2*i - 5*(sqrt(a^2*c)*x - sqrt(a^2*c*x^2 + c))*c^(3/2))/((sqrt(c)*i - sqrt(a^2*c)*x + sqrt(a^2*c*x^2 + c))^5*a*

________________________________________________________________________________________

maple [B] time = 0.18, size = 307, normalized size = 4.45 \[ \frac {x}{c \sqrt {a^{2} c \,x^{2}+c}}-\frac {4 \left (\frac {i}{5 a c \left (x -\frac {i}{a}\right )^{2} \sqrt {\left (x -\frac {i}{a}\right )^{2} a^{2} c +2 i a c \left (x -\frac {i}{a}\right )}}+\frac {3 i a \left (\frac {i}{3 a c \left (x -\frac {i}{a}\right ) \sqrt {\left (x -\frac {i}{a}\right )^{2} a^{2} c +2 i a c \left (x -\frac {i}{a}\right )}}+\frac {i \left (2 \left (x -\frac {i}{a}\right ) a^{2} c +2 i a c \right )}{3 a \,c^{2} \sqrt {\left (x -\frac {i}{a}\right )^{2} a^{2} c +2 i a c \left (x -\frac {i}{a}\right )}}\right )}{5}\right )}{a^{2}}+\frac {4 i \left (\frac {i}{3 a c \left (x -\frac {i}{a}\right ) \sqrt {\left (x -\frac {i}{a}\right )^{2} a^{2} c +2 i a c \left (x -\frac {i}{a}\right )}}+\frac {i \left (2 \left (x -\frac {i}{a}\right ) a^{2} c +2 i a c \right )}{3 a \,c^{2} \sqrt {\left (x -\frac {i}{a}\right )^{2} a^{2} c +2 i a c \left (x -\frac {i}{a}\right )}}\right )}{a} \]

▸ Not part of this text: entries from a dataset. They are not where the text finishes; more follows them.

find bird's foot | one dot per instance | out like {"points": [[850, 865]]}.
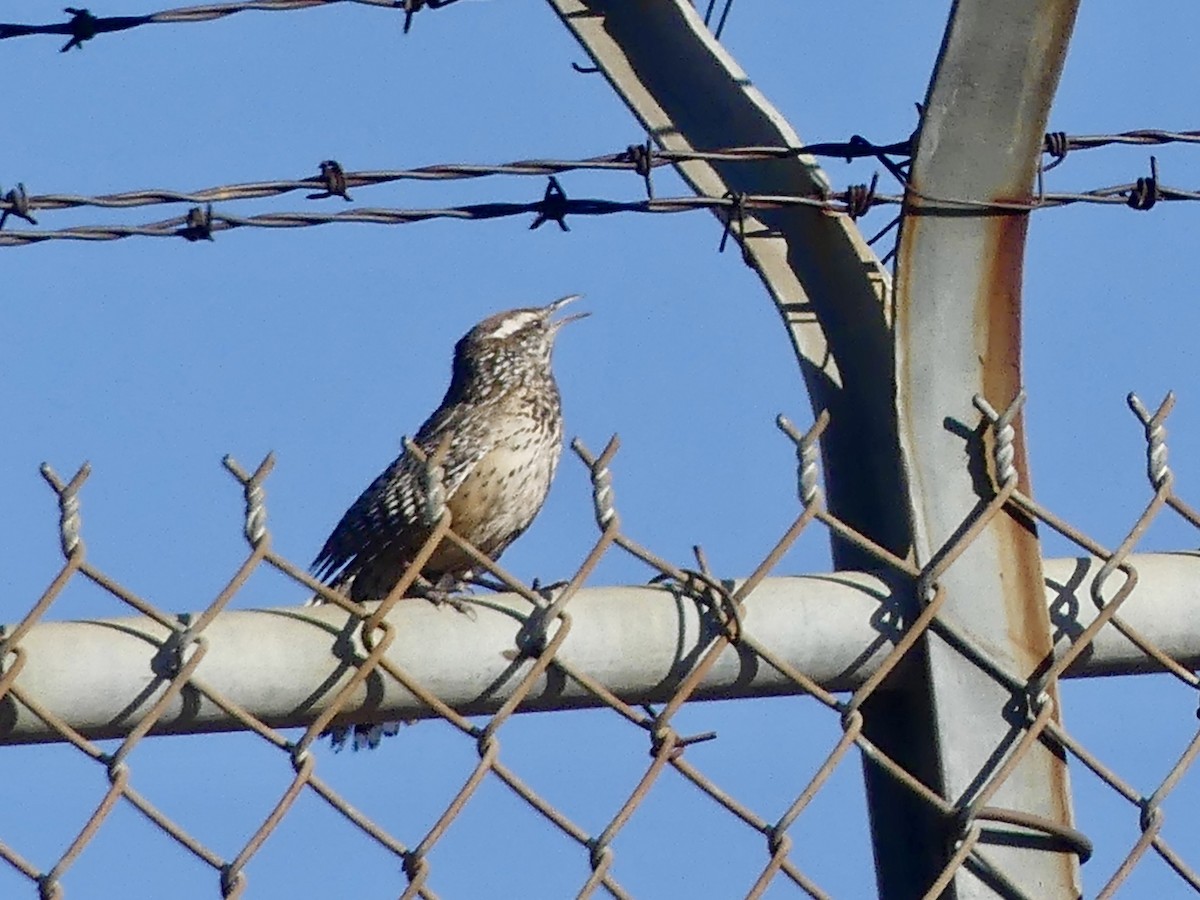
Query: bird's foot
{"points": [[549, 591], [445, 592]]}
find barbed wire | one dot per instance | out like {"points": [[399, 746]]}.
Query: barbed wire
{"points": [[83, 27], [202, 223], [641, 159], [541, 651]]}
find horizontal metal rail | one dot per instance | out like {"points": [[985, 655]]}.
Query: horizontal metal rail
{"points": [[286, 665]]}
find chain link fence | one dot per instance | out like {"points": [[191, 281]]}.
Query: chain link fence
{"points": [[537, 654]]}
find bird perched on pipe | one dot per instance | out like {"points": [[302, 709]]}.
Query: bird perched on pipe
{"points": [[504, 420]]}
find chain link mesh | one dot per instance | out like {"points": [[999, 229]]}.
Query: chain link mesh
{"points": [[180, 657]]}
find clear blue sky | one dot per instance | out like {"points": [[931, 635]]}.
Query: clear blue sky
{"points": [[154, 358]]}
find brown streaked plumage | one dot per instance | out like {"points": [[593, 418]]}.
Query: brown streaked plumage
{"points": [[504, 415]]}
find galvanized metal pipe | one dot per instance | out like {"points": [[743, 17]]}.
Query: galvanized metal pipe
{"points": [[283, 666]]}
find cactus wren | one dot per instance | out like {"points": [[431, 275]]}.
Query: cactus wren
{"points": [[505, 420]]}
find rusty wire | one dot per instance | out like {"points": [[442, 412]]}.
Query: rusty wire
{"points": [[539, 651]]}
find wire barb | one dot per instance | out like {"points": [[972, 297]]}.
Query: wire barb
{"points": [[552, 208], [1145, 192], [333, 177], [17, 204], [198, 225]]}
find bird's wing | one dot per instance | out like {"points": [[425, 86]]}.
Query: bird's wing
{"points": [[390, 509]]}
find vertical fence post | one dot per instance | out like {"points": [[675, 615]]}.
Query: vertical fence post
{"points": [[958, 335]]}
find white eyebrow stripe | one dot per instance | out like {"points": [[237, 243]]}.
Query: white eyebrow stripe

Veriﬁcation of antiderivative is not currently implemented for this CAS.

[In]

int(1/(1+I*a*x)^4*(a^2*x^2+1)^2/(a^2*c*x^2+c)^(3/2),x)

[Out]

x/c/(a^2*c*x^2+c)^(1/2)-4/a^2*(1/5*I/a/c/(x-I/a)^2/((x-I/a)^2*a^2*c+2*I*a*c*(x-I/a))^(1/2)+3/5*I*a*(1/3*I/a/c/

(x-I/a)/((x-I/a)^2*a^2*c+2*I*a*c*(x-I/a))^(1/2)+1/3*I/a/c^2*(2*(x-I/a)*a^2*c+2*I*a*c)/((x-I/a)^2*a^2*c+2*I*a*c

*(x-I/a))^(1/2)))+4*I/a*(1/3*I/a/c/(x-I/a)/((x-I/a)^2*a^2*c+2*I*a*c*(x-I/a))^(1/2)+1/3*I/a/c^2*(2*(x-I/a)*a^2*

c+2*I*a*c)/((x-I/a)^2*a^2*c+2*I*a*c*(x-I/a))^(1/2))

________________________________________________________________________________________

maxima [B] time = 0.33, size = 120, normalized size = 1.74 \[ -\frac {x}{15 \, \sqrt {a^{2} c x^{2} + c} c} - \frac {4 i}{5 \, \sqrt {a^{2} c x^{2} + c} a^{3} c x^{2} - 10 i \, \sqrt {a^{2} c x^{2} + c} a^{2} c x - 5 \, \sqrt {a^{2} c x^{2} + c} a c} - \frac {8 i}{15 i \, \sqrt {a^{2} c x^{2} + c} a^{2} c x + 15 \, \sqrt {a^{2} c x^{2} + c} a c} \]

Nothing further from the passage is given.